Le facteur décisif : le 2e pilier (art. 122 CC)

C’est souvent l’élément qui tranche le choix du for. Le partage de l’avoir de prévoyance professionnelle accumulé pendant le mariage (art. 122 CC) relève des autorités suisses. Un jugement de divorce prononcé en France ne suffit généralement pas à ordonner directement ce partage auprès de la caisse de pension suisse : une démarche complémentaire en Suisse est le plus souvent nécessaire pour faire exécuter le partage.

Autrement dit, divorcer en France sans anticiper le 2e pilier peut imposer une seconde procédure, en Suisse, pour récupérer sa part — avec le coût et les délais que cela suppose. Pour estimer les ordres de grandeur d’entretien en amont, notre calculateur de pension alimentaire donne une fourchette indicative.

Reconnaissance et exécution de part et d’autre

Un divorce prononcé dans un pays doit, pour produire ses effets dans l’autre, y être reconnu : transcription d’état civil ou exequatur selon les cas. Cette étape se prépare dès le choix du for, car un jugement difficile à faire reconnaître de l’autre côté de la frontière perd une partie de son utilité. Voir notre guide exequatur d’un jugement de divorce étranger.

En résumé : arbitrer le for, tôt

  1. Identifier les fors ouverts (art. 59–60 LDIP côté suisse ; règles de l’UE côté français).
  2. Comparer les conséquences : droit applicable, régime matrimonial, 2e pilier, pension, délais, coût.
  3. Décider vite : la litispendance (art. 9 LDIP) récompense le premier tribunal saisi.
  4. Sécuriser la reconnaissance dans l’autre pays.

Ce guide pose les repères ; chaque dossier franco-suisse a ses propres leviers. Voir aussi notre domaine divorce transfrontalier et le guide complet du divorce franco-suisse à Genève.

Base légale

Questions fréquentes

Vaut-il mieux divorcer en France ou en Suisse quand on est frontalier ?

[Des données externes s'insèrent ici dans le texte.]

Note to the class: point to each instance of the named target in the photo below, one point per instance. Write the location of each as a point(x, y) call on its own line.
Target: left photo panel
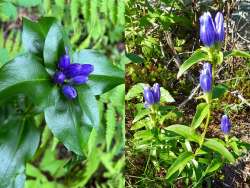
point(62, 113)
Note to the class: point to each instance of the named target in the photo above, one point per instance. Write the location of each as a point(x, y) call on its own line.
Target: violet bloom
point(152, 95)
point(206, 78)
point(225, 124)
point(71, 74)
point(211, 31)
point(219, 26)
point(69, 92)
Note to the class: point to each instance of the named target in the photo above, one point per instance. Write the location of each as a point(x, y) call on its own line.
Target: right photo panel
point(187, 94)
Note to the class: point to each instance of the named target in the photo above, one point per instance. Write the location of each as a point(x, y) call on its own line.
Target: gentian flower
point(152, 95)
point(219, 25)
point(206, 78)
point(71, 74)
point(64, 62)
point(211, 31)
point(225, 124)
point(79, 80)
point(69, 92)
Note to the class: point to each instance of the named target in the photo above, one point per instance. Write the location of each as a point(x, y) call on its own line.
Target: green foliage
point(71, 122)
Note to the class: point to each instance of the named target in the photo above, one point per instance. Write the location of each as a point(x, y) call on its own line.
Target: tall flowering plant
point(200, 154)
point(59, 91)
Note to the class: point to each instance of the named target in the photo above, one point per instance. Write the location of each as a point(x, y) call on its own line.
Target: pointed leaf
point(26, 75)
point(166, 96)
point(185, 131)
point(179, 163)
point(65, 120)
point(220, 148)
point(202, 110)
point(196, 57)
point(105, 75)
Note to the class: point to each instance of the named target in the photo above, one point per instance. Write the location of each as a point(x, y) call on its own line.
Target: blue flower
point(206, 78)
point(77, 80)
point(225, 124)
point(69, 92)
point(219, 25)
point(64, 62)
point(211, 31)
point(152, 95)
point(71, 74)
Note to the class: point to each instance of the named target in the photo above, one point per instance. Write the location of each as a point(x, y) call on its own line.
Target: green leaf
point(219, 90)
point(214, 165)
point(65, 120)
point(105, 75)
point(141, 114)
point(19, 139)
point(88, 104)
point(26, 75)
point(219, 57)
point(237, 53)
point(185, 131)
point(166, 96)
point(134, 91)
point(92, 164)
point(28, 3)
point(7, 10)
point(218, 147)
point(34, 33)
point(111, 125)
point(3, 56)
point(135, 58)
point(53, 47)
point(197, 56)
point(202, 110)
point(139, 124)
point(179, 163)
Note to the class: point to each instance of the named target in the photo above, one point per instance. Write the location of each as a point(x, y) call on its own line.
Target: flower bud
point(148, 96)
point(207, 29)
point(77, 69)
point(59, 77)
point(205, 82)
point(64, 62)
point(208, 68)
point(219, 26)
point(69, 92)
point(156, 92)
point(225, 124)
point(79, 80)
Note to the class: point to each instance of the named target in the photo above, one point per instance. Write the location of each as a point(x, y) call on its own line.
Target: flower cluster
point(152, 95)
point(211, 31)
point(69, 75)
point(206, 78)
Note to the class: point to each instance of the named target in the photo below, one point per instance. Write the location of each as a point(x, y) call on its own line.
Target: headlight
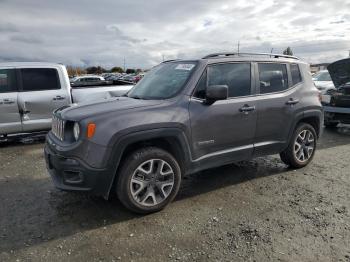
point(76, 131)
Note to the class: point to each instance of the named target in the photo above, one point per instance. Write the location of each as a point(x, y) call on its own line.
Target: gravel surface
point(252, 211)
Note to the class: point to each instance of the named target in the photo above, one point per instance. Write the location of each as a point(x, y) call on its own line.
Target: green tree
point(95, 70)
point(288, 51)
point(117, 69)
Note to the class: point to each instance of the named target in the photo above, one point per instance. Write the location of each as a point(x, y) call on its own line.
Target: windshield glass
point(322, 76)
point(163, 81)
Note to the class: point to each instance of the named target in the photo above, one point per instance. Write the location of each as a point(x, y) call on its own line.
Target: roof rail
point(247, 54)
point(171, 60)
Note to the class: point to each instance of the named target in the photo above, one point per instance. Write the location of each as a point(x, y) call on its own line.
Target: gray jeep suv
point(183, 117)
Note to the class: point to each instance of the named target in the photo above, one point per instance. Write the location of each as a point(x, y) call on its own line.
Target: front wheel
point(301, 148)
point(148, 180)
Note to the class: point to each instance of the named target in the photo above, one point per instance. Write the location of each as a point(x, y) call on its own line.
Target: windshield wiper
point(136, 97)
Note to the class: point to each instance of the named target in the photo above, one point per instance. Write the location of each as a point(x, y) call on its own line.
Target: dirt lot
point(258, 210)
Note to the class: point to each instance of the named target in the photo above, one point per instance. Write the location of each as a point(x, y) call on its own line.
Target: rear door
point(226, 128)
point(278, 103)
point(10, 121)
point(40, 94)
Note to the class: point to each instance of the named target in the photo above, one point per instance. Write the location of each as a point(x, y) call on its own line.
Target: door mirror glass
point(216, 92)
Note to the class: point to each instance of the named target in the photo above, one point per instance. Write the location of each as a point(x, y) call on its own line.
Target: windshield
point(163, 81)
point(322, 76)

Il n'existe pas de réponse unique : le choix dépend du droit applicable, du sort du régime matrimonial, du 2e pilier suisse, de la pension et des délais. Selon les situations, le for genevois est plus favorable (notamment pour le partage de la prévoyance professionnelle suisse), dans d'autres le for français l'est. La décision se prend après analyse de votre dossier — et souvent vite, car le premier tribunal saisi peut verrouiller la procédure.

Que signifie « le premier tribunal saisi » dans un divorce franco-suisse ?

Lorsqu'une procédure de divorce est déjà pendante à l'étranger entre les mêmes parties, le juge suisse suspend en principe la cause s'il s'attend à ce que la décision étrangère soit reconnaissable en Suisse dans un délai convenable (art. 9 LDIP). Concrètement, l'époux qui saisit en premier le for qui lui est favorable peut en figer les effets. D'où l'importance d'arbitrer le for sans attendre.

Un divorce prononcé en France peut-il partager mon 2e pilier suisse ?

En règle générale non, pas directement : le partage de l'avoir de prévoyance professionnelle suisse (art. 122 CC) relève des autorités suisses. Un jugement de divorce étranger ne suffit le plus souvent pas à ordonner ce partage auprès de la caisse suisse — une démarche complémentaire en Suisse est nécessaire. C'est l'un des facteurs décisifs dans le choix du for.

Ce guide est fourni à titre informatif et ne constitue pas un avis juridique.